We're Not Gonna Take It: Putting the Web at Musician's Service

The Web has changed the way in which we interact with music. As music consumers, we have changed our behavior of buying albums in local stores to pay monthly fees to music streaming service providers. Besides their convenience, these services have given rise to two or three winner-take-all providers that, today, are central at supplying music to the world. Some argue that this is causing music to be less varied than ever, and figures of active musicians are dropping. So far, it seems that the Web has only been useful to the business of music, but not much to musicians themselves. Can the Web, and its distributed nature, deliver tools to musicians to revert this situation?

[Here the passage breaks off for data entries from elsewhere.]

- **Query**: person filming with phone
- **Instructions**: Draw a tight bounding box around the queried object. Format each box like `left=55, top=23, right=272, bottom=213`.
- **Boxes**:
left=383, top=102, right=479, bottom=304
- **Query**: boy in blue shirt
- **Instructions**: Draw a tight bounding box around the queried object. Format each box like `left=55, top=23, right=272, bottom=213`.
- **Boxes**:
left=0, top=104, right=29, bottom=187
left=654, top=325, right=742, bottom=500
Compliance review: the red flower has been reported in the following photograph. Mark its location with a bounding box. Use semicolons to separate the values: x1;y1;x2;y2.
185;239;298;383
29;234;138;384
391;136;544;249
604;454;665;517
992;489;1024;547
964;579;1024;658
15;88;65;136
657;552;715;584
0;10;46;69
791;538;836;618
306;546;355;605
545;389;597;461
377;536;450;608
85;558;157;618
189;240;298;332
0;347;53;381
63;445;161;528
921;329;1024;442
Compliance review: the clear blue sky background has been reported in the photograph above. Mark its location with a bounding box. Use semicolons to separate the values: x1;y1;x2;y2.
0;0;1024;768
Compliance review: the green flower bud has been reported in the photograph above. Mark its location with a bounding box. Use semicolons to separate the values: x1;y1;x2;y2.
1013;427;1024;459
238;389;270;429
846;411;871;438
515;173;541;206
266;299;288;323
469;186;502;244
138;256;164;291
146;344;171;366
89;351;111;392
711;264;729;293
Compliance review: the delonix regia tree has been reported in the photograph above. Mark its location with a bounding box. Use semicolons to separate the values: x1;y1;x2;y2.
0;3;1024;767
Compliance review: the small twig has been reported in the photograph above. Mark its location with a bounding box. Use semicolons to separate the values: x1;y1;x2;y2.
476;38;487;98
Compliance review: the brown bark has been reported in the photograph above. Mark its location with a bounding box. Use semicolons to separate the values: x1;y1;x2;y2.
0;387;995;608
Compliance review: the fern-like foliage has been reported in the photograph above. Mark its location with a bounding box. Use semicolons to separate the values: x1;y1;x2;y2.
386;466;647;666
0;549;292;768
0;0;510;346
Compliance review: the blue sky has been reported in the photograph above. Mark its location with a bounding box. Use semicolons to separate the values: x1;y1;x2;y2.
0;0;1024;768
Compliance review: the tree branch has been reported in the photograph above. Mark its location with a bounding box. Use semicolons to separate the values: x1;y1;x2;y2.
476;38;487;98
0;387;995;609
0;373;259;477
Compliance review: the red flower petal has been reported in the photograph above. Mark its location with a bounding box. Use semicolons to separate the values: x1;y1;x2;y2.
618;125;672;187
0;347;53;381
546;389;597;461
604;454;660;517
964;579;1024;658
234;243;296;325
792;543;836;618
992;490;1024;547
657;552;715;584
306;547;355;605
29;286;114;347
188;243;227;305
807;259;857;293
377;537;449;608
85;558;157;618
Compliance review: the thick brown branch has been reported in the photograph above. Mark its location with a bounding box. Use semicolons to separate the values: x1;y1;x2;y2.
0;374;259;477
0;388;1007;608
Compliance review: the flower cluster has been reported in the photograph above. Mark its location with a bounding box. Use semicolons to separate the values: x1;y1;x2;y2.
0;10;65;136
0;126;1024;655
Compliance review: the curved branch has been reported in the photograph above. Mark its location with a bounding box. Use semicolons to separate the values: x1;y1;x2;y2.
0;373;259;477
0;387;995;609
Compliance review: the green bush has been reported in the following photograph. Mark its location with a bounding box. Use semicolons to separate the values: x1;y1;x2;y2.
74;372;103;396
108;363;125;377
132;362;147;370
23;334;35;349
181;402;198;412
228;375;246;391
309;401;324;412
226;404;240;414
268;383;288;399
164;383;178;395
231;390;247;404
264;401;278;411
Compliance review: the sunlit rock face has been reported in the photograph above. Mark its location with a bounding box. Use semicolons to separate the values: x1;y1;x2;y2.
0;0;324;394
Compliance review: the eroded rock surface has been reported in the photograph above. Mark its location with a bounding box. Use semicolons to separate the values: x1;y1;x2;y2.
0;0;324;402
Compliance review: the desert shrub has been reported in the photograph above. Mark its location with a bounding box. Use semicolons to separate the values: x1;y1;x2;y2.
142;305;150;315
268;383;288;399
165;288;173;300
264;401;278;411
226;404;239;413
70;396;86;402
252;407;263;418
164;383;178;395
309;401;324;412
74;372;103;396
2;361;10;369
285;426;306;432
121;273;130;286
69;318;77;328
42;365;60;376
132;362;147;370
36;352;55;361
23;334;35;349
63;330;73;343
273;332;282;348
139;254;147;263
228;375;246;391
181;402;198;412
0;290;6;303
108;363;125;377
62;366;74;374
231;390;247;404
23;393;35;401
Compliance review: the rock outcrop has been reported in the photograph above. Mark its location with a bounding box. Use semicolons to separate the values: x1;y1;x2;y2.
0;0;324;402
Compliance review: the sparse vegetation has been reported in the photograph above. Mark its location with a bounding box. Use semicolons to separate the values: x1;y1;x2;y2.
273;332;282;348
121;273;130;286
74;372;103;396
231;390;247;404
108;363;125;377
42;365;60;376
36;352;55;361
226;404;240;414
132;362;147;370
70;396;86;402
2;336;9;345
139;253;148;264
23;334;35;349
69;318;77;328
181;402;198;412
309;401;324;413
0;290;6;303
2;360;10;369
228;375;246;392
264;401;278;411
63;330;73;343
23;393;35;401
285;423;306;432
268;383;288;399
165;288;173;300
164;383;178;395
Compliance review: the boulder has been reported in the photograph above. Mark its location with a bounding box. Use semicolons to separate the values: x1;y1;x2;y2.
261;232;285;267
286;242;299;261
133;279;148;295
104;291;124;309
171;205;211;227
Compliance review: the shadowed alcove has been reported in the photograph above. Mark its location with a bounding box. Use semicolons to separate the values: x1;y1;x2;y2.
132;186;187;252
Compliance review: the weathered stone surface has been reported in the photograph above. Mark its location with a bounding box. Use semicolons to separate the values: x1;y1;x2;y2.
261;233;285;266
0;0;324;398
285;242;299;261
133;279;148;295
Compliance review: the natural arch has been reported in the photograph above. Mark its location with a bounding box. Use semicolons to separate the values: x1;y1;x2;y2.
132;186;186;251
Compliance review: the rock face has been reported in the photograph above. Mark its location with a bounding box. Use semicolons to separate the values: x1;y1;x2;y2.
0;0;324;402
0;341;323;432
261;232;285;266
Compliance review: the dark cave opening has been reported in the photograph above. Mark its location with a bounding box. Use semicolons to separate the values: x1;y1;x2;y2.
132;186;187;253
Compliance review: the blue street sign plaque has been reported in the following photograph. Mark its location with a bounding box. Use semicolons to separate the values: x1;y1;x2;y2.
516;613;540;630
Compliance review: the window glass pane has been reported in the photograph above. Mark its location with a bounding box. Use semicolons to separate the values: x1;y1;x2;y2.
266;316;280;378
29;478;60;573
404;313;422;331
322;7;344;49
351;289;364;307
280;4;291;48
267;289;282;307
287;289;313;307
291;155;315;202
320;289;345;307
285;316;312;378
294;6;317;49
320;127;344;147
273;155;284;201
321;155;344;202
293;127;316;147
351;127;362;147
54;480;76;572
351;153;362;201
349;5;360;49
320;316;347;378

In the last 15 years, the World Wide Web Consortium (W3C) has promoted a set of standards to publish, share and link data on the Web as we usually do with HTML documents -- a publishing paradigm known as Linked Data. With the assumption that music, especially in its digital form, is no more than data, we have proven that these same standards can be used to publish, share and link music on the Web. In this paper, we propose Linked Data as a paradigm for music, and as a tool for musicians. We investigate the possibilities of existing representations of digital music (concretely in MIDI form) using RDF, the Resource Description Framework. We aim at supporting musicians at the processes of inspiration and composition, by enabling them to publish, query, mix, transform and reason over music with the same technology we use today to publish, query, mix, transform and reason over data. In particular, we are interested in how musicians can discover music (by using dereferenceable URIs), explore it at a finer granularity (by querying parts, tracks, notes, combinations of instruments, or any imaginable musical pattern, on the Web), and combine and annotate music with any related dataset or concept on the Web, leveraging the integration power of Linked Data.